Jika harga 1 troy once emas (31,105 gram emas ) saat ini sekitar 1.500 dolar AS, berapa nilai sewa kolateral emas sebnyk itu? Hitung aja! Mengenai keberadaan account The HEF, tidak ada lembaga otoritas keuangan dunia manapun yang dapat mengakses rekening khusus ini, termasuk lembaga pajak. Karena keberadaannya yang sangat rahasia.

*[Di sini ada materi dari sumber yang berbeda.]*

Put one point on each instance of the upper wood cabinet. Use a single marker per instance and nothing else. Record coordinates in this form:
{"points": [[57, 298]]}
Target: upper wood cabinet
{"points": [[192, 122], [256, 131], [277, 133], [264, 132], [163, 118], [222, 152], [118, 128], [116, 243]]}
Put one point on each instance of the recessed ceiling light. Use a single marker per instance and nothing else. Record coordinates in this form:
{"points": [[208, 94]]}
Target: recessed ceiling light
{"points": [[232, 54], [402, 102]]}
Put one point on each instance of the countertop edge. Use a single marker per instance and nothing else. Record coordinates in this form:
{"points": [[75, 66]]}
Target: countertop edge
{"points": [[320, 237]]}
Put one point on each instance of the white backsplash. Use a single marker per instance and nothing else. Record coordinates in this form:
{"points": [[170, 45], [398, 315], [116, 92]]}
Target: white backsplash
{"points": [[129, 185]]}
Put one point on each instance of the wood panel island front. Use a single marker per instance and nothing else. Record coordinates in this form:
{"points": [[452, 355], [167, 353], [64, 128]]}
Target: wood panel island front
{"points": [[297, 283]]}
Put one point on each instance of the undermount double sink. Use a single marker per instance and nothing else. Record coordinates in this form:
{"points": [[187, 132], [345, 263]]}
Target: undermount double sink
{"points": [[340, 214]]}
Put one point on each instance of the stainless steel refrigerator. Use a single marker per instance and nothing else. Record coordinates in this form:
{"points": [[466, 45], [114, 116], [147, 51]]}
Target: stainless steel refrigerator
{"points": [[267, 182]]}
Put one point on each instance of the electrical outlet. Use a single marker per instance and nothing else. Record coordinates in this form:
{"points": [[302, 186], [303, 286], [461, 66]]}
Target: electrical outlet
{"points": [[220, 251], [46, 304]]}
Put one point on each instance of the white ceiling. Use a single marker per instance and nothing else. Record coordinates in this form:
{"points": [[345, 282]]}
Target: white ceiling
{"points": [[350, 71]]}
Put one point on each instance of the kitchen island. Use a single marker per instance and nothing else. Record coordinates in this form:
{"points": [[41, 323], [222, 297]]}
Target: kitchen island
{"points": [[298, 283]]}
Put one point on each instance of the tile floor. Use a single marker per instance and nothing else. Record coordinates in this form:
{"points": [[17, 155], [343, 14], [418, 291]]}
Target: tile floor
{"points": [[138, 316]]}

Makanya, selain negara-negara di Eropa maupun AS yang memanfaatkan rekening The HEF ini, banyak taipan kelas dunia, maupun ’penjahat ekonomi’ kelas paus dan hiu yang menitipkan kekayaannya pada rekening khusus ini agar terhindar dari pajak. Tercatat orang-orang seperti George Soros, Bill Gate, Donald Trump, Adnan Kasogi, Raja Yordania, Putra Mahkota Saudi Arabia.

Bangsawan Turki dan Maroko adalah termasuk orang-orang yang menitipkan kekayaannya pada rekening khusus tersebut. Pada masa Pemerintahan Soeharto hingga Megawati telah diadakan suatu operasi untuk mengembalikan dana tersebut ke Indonesia.